AIC and its degrees of freedom for linear regression models

Question

I have a dataset $S$ with $D$ features and three fitted linear regression models:
Model1. Ridge regression that is fitted on all $D$ features from $S$.
Model2. Ridge regression that is fitted on some $d < D$ features from $S$.
Model3. Lasso regression that is fitted on all $D$ features from $S$, and only $m < D$ features got non-zero weights (coefficients) after fitting.

I want to use AIC to select the best model. We know that AIC formula for linear regression models is the following:
$$\mathrm{AIC} = 2k + n \log{(\mathrm{RSS}/n)}.$$ where $k$ is the number or estimated parameters (degrees of freedom) and $n$ is the sample size. So we can easily calculate AIC value for all three models.

And I have two questions:
1. Can I compare AIC's values of these models and choose the best one with the lowest AIC?
I thought that the answer is yes but I became confused after reading documentation for AIC function in R package. It claims that models should be fitted on the same data. Whereas my Model2 is fitted on the (technically) different dataset (on the subset of $S$).

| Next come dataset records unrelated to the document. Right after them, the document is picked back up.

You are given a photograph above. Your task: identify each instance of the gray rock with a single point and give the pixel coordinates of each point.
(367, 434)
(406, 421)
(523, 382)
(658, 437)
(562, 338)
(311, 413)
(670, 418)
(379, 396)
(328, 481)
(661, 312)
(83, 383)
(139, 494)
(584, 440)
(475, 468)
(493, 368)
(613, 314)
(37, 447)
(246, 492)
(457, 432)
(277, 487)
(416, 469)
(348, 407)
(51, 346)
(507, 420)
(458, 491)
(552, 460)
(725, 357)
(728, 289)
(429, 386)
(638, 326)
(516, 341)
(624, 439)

2. What is $k$ value for Model3?
It is clear that $k = D + 2$ for Model1 ($D$ estimates for slope parameters + intercept estimate + $\hat \sigma^2_\varepsilon$ estimate) and, similarly, $k=d+2$ for Model2.
But Model3 have only $m$ non-zero slope parameters after fitting. Does it mean that $k=m + 2$ for Model3?

Answer 1

Some preliminaries: In LASSO models, the number of non-zero coefficients is an unbiased and consistent estimate for the degrees of freedom of the lasso (see, Zou et al. (2007) "On the "degrees of freedom" of the lasso" for more details). In ridge models, the degrees of freedom are directly related to the singular values of the centred input matrix $X$ (see, Hastie et al. (2009) "Elements of Statistical Learning" in Sect. 3.4.1 for more details). Assuming the matrix $X$ has the SVD $X = USV^T$, the degree of freedom as a function of $\lambda$ are $df(\lambda) = \sum_{j=1}^p \frac{s_j^2}{s_j^2 +\lambda}.$ We can see clearly that for $\lambda \rightarrow 0$ we get $p$ degrees for freedom and for $\lambda \rightarrow \infty$ we get $0$ degrees of freedom.

Based on these and for your questions in particular:

1. Yes, your observation is correct. M1 and M2 are not fitted on the same data. That said, the documentation mentions this because it aims to stop users from using different variants of the response variables and/or compare models that potentially have different rows of data or sample sizes. That is more obvious if we move from the "RSS"-derived calculation of AIC to the "Loglikehood"-derived one. Assuming a Gaussian log-likelihood as:

$$ \log(L(\theta)) =-\frac{|D|}{2}\log(2\pi) -\frac{1}{2} \log(|K|) -\frac{1}{2}(x-\mu)^T K^{-1} (x-\mu), $$ with $K$ being the covariance structure of our model (and $|K|$ the determinant of it), $|D|$ the number of points in our datasets, $\mu$ the mean response and $x$ our dependent variable. There is nothing invalidating this to be used on different datasets assuming we have the same dependent variable. (Notice though that for BIC we do want nested models so the model covariance structure $K$ are hierarchical). Being quite permissive with ourselves, in M2 we have an "elastic-net-like" situation where certain explanatory variables coefficients are set manually to $0$.

2. I hope it is clear that the original calculation for $k$ for M1 and M2 are a bit oversimplifying. They need to directly account for $\lambda$. That said, you are correct that for M3, we will use the number of $m$ non-zero coefficients.